Angola is very familiar with foreign investment. Oil companies have long poured cash into Africa’s 3rd largest oil producer. The wells continue to spill returns and results. But anyone considering investing in Angola should not think that opportunities begins and ends with oil and gas. Here’s a look at some top sectors to broaden your view on investment opportunities in Angola.
Many investors are unaware of Angola’s rich agricultural history. Prior to the civil war, Angola was a key exporter of numerous agricultural products, including coffee, maize, tobacco and rice. In the early 70s, Angola became the world’s fourth-largest coffee exporter. Underpinning the country’s research capabilities were good agricultural credit and rural trading as well as favorable climatic conditions, vast water sources – including plentiful rainfall and surface water – and fertile soil.
However after a brutal civil war decimated the country, the agriculture sector took a knock. Today, the climate, rainfall and soil remain, yet irrigation is lacking, little credit is available, and trading and information networks are all but nonexistent. The government is upgrading irrigation systems through dams to grapple with consistent floods and drought. Through partnerships with China and Brazil, credit has increased. Still the sector could benefit greatly from increased foreign capital and knowledge sharing. A lack of information in the system is a major challenge, says Jordao Jose, a local Angolan farmer, adding that it further undermines productivity Where foreign investors can create the greatest impact is in strengthening collectives and developing downstream agro-processing facilities in order to address the high price of local production has To illustrate: Shoprite and the newly opened Kero grocery stores in Lunda Sul source processed goods from South Africa because costs are lower. Imported chicken costs $5.80 per kilo in the capital Luanda after custom duties, while a domestic chicken costs $7.80. A dozen domestic eggs can sell for as high as $5.00, double the cost of an imported dozen. Maize, rice, and wheat production also barely meet the country’s demand. Market potential is high, adds Mr. Jose, but convincing farmers to work collectively is hard since locals prefer to battle it out for small pieces of the market. Hopefully, he continues, greater capital and cooperation with the help of foreign investors can help realize larger returns and success.
Downtown Luanda resembles a construction site. Newly laid roads and related transport infrastructure are one of the city’s, and country’s, greatest needs. Construction operators say though that the boom will be slow. “The city needs everything”, says Janio, an owner of a family construction business, “and we do everything. When transport construction slows,” he continues, [that’s why] we will just look [to] real estate building [there we’ll] probably make more money.

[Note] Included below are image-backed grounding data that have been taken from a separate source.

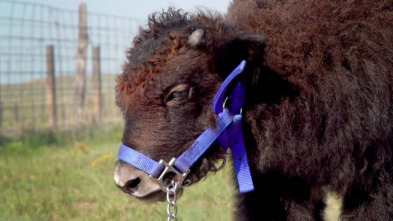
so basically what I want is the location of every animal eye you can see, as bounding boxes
[165,84,193,106]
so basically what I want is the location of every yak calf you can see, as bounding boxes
[114,0,393,220]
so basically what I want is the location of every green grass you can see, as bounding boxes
[0,126,342,220]
[0,126,235,221]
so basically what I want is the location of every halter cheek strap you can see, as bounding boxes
[117,60,254,193]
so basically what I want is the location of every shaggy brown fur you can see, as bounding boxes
[116,0,393,220]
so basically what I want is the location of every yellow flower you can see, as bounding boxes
[75,141,89,154]
[91,153,113,168]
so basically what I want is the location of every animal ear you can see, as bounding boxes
[212,34,267,78]
[212,34,299,105]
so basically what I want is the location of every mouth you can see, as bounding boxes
[132,190,166,202]
[131,188,184,203]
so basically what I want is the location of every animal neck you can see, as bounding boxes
[243,65,299,107]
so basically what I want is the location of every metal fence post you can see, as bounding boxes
[46,45,57,128]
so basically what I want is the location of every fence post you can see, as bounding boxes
[46,45,57,128]
[14,103,19,124]
[92,46,103,122]
[0,101,2,130]
[74,2,88,124]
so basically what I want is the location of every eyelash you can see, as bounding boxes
[165,85,193,106]
[169,89,189,101]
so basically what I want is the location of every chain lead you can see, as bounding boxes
[166,181,179,221]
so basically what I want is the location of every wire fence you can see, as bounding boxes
[0,1,143,136]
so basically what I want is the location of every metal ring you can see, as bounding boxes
[222,96,243,115]
[222,97,229,111]
[212,156,227,172]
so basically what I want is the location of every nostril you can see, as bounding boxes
[124,178,141,193]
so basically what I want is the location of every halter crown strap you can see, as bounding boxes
[117,60,254,193]
[212,60,254,193]
[173,109,234,173]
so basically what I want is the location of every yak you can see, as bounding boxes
[114,0,393,220]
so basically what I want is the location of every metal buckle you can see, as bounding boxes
[150,158,190,192]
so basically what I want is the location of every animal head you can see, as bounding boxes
[114,8,286,201]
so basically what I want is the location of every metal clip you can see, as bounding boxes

Angolan real estate requires the least explanation. Booming oil prices continue to drive real estate prices. A hotel room costs $450 per night, while office space costs $100 per square meter. Prices are so high that most foreign workers will insist on paid housing before accepting any work assignment in Angola. Though the high towers and condominiums will bring big returns, the greatest opportunity exists in lower-cost housing. About a third of the country’s population lives in the capital. As this number grows, the low cost housing need in Luanda will become even more obvious, especially considering the more economical pockets of locals.
The Angolan banking sector has seen astronomical growth. Total assets skyrocketed from $2.9 billion in 2003 to an estimated $62.5 billion in 2012. Such figures make the sector the third largest in Sub-Saharan Africa after Nigeria and South Africa. Yet only 40 percent of the county is banked, similar to Mozambique and Zimbabwe, but far less than South Africa and Mauritius. Five banks control nearly 80 percent of the sector’s assets. But the government is adamant that the industry has become more diversified, creating greater opportunities for investors.
Regulations in the sector can be a deterrent to foreign investors, such as the new regulation requiring companies, including state-backed Sonangol, to pay taxes and facilitate other transactions through the country’s banking. But the country’s current implementation of the International Financial Reporting System (IFRS) and Basel III will change this. Banks direly need assistance in understanding and implementing new rules, says a Standard Chartered insider, and foreign investors can bring a greater insight to the process in addition to capital for service expansion.
Experts estimate that the banked sector could surpass up to 70 percent, provided regulatory changes and the expansion of service capabilities are implemented. Angola is one of Sub-Saharan Africa’s larger mortgage and credit card networks too, yet such services are still insufficient to meet demands. Upgrading mobile banking services and network access (i.e. ATMs and branches) outside of Luanda could bring a greater number of Angolans into the system. It is estimated that the Angolan banking sector could see mortgage penetration rates double from the current 15 percent in the next five to seven years. Similar growth is expected for asset financing as industry and manufacturing in the country grow.